The “magic” comes from mixing the eggs for a long time. How long is a long time? 20 minutes. Uh-huh, this is when a stand mixer comes in handy; however, a hand-held electric mixer does the job just as well. Don’t let the long beating time deter you from trying these out – these Anise Drops are really simple to make and you’ll enjoy the results.
With no added fat you won’t feel guilty eating a few at a time and then a few more. They travel well so share them with friends over coffee or tea and be ready for the conversation that almost always starts with a “did you make these?” and then evolves to “how did you make these?”.

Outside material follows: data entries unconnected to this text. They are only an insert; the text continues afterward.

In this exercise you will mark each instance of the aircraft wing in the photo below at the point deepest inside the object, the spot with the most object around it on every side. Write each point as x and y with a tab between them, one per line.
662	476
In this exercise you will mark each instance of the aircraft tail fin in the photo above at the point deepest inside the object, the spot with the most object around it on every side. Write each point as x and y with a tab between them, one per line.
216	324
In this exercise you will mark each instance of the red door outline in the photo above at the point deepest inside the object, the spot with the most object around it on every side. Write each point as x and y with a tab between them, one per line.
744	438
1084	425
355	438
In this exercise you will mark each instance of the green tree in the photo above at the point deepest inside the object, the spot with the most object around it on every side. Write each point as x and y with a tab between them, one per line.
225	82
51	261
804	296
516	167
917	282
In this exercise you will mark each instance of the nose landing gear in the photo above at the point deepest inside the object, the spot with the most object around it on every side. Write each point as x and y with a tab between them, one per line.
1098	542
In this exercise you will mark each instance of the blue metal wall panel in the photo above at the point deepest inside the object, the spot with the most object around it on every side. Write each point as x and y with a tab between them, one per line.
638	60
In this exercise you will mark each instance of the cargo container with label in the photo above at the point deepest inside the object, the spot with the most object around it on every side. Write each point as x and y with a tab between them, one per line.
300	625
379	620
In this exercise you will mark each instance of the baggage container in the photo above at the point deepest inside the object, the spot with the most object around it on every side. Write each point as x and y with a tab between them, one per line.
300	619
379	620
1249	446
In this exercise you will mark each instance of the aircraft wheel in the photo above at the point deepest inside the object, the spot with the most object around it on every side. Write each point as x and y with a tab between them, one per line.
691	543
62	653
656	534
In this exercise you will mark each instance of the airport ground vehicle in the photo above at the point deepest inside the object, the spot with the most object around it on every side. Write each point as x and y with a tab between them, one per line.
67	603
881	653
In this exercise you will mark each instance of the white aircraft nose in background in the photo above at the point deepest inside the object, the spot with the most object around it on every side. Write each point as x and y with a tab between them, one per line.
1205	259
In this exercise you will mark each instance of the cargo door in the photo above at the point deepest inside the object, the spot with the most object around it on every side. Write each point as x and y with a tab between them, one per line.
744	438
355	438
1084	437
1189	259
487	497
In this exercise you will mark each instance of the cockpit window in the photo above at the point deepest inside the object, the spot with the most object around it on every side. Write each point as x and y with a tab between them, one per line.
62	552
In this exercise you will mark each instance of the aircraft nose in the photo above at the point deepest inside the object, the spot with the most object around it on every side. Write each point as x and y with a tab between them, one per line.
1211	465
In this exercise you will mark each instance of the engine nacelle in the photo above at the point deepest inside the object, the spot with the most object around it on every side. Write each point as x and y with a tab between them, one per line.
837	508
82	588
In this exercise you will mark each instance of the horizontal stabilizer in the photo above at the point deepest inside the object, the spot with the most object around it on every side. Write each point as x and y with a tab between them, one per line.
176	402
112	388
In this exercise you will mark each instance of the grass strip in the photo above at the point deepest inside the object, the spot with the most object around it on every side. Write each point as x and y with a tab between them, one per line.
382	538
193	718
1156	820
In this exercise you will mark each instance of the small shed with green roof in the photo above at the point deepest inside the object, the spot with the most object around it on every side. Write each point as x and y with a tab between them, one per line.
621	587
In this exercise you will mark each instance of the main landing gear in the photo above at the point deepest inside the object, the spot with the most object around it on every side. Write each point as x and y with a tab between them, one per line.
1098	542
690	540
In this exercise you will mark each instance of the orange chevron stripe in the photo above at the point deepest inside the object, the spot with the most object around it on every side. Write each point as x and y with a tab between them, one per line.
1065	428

Known throughout Germany as Anise Platzchen, the popular licorice flavor in these cookies is derived from either ground anise seeds or anise oil. While the anise flavoring is popular, this versatile recipe readily accommodates other flavor profiles. My neighbor Christel, who grew up in a small town outside of Stuttgart, remembers her mother making these with vanilla flavoring, as she also does now. Pictured below is a mildly spiced cookie with cinnamon, ginger, cloves and nutmeg – four spices commonly partnered in German, Austrian, and Swiss holiday baking. All versions are included in this post: the recipe using the ground anise seed is from Carole Walter’s Great Cookies; the vanilla cookies are inspired by Christel; and the spice version was created in Gin’s Kitchen.
Recipe: Self-Frosting Anise Drops (Anise Platzchen)
Summary: Overnight meringue-topped anise cookies
- 3 large eggs
- 1 cup + 2 Tablespoons granulated sugar
- 1 Tablespoon anise seed, ground in a spice grinder or mortar and pestle or 1/4 teaspoon anise oil
- 1 3/4 cups unbleached flour
- 1/2 teaspoon baking powder
- 1/2 teaspoon salt
Vanilla Version – substitute 1/2 teaspoon vanilla extract for the anise seed or anise oil
Spice Version – omit anise or vanilla flavoring; add the following spices to the dry mixture:
- 1 teaspoon ground cinnamon
- 1 teaspoon ground ginger
- 1/4 teaspoon ground nutmeg
- 1/4 teaspoon ground cloves
- Prepare baking sheets: butter and lightly flour several baking sheets. Tap to remove excess flour. Alternatively, use a silicone liners to line baking sheets. Set aside.
- Make cookie dough: in a medium bowl, combine flour, baking powder, salt, and ground anise seed. If making the spice version, add and mix in the spices to this mixture. Set aside.
- Using a stand mixer with a whisk attachment, or hand-held mixer, beat the eggs on medium speed until they are lightened in color. Add sugar a little at a time over a 2 minute period. Add anise oil or vanilla extract if using. Continue beating the egg and sugar mixture for 20-25 minutes on medium speed. On low speed, add the dry ingredients and mix for an additional 3 minutes.
- Make cookies and dry overnight: using two teaspoons, scoop about a teaspoon of dough with one and shove the dough off the teaspoon tip with the other. Space cookies 1 1/2 inch apart. As the cookies flatten, they should be about 1 1/4 inch round. Let cookies dry uncovered at room temperature for at least 8 hours or overnight. Lightly touch the tops and if they are dry to the touch they are ready to be baked.
- Bake at 325º F: preheat oven. Bake until tops are set (not soft) and the cookie bottoms are a light golden (use a small offset spatula to check undersides), about 6-8 minutes. If baking more than one sheet at a time, halfway through baking, rotate sheets top to bottom, front to back. Let cookies cool on baking sheet for a minute before removing to cooling racks. To remove cookies baked on a silicone liner, lift liner and gently peel off cookies. Cool before storing in an airtight container.
Makes about 60 cookies. Keeps for a long time.